Jozy Altidore sat out Sunderland’s loss on Saturday to Crystal Palace with a hamstring injury. Meanwhile, the U.S. National Team is set to play at Costa Rica on Friday and then hosts Mexico next Tuesday in a pair of important World Cup qualifiers.
Given the Chicken Little nature of many U.S. fans, is a hamstring issue to the squad’s top striker reason to panic? Maybe not. Here’s what U.S. Soccer had to say on Saturday:
Early Monday morning U.S. Soccer announced Brad Evans would be replaced by Michael Parkhurst due to injury. Granted, he’s not nearly as important to the squad as Altidore, but if his injury were serious perhaps Jurgen Klinsmann would have made a preemptive roster move to bring in another attacker.
Everything about Altidore’s injury sounds vague, so panicking before the U.S. team doctors get a chance to look probably isn’t the best course of action. Altidore played last Tuesday for Sunderland in the League Cup, scoring his first goal for the club. (Monday Sunderland added Liverpool’s Fabio Borini on loan, giving Altidore another player to compete with for minutes.) With or without the New Jersey native, the U.S. is on the verge of clinching a berth in Brazil at the World Cup next June, as it sits atop CONCACAF qualifying two points clear of Costa Rica with four games to go. Better than that, the U.S. is five points ahead of third-place Mexico for the final automatic qualification berth.
A realistic scenario, given the nature of hamstring injuries, would be for Altidore to sit out the match on Friday at Costa Rica (10 p.m., beIN Sport) — giving him time to rest up for the Mexico game in Columbus. The U.S. has won 12 straight matches overall, with Altidore scoring in his last five appearances including a hat trick vs. Bosnia in an August friendly. Rushing him back if he’s not 100 percent is a risk.

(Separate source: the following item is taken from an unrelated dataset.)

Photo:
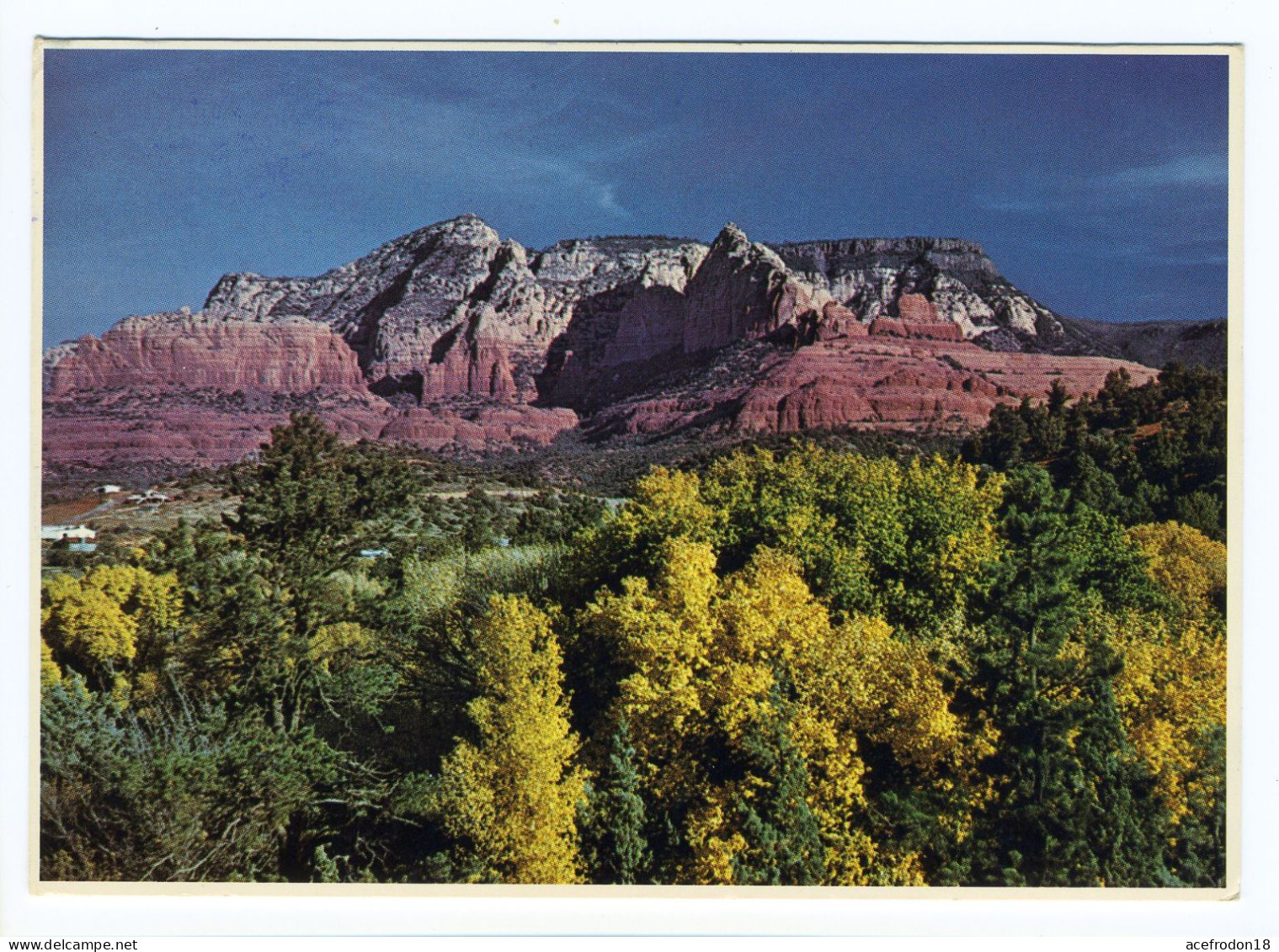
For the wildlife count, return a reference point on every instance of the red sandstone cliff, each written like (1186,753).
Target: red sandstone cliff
(455,339)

Should Altidore’s hamstring issue force him to the bench or to withdraw from the squad, Klinsmann doesn’t exactly have a like-for-like replacement at his disposal if he plays a lone striker in a 4-2-3-1 system. Klinsmann could start the very technical Aron Johannsson, but it would mean the Icelandic-American makes his first start for the U.S. on the road in a hostile environment. As sharp as he looked vs. Bosnia and in YouTube highlights it could be asking a lot. On the flip side, if Johannsson is sharp all week in training, why not try him out? It’s doubtful Costa Rica will spend the week breaking down at video of him. The element of surprise could pay off.
A more likely scenario, with both Clint Dempsey and Landon Donovan together in the U.S. lineup for the first time since June 2012, Klinsmann juggles the lineup putting one of two in an advanced position to lead the forward line. Eddie Johnson’s strong form in MLS play could position him for a potential starting spot should Altidore be unable to go.
As great as this summer has been for the United States in establishing an attractive style of play and loads of goodwill, Klinsmann’s side still isn’t blessed with a wealth of international caliber strikers. It’s why any injury concern over Altidore is worrisome — fortunately it’s September 2013, not May 2014. Altidore in his current form makes the U.S. look like a side that can almost keep pace with anybody in the world. Without him, well, let’s just say it’s not a pretty picture to paint.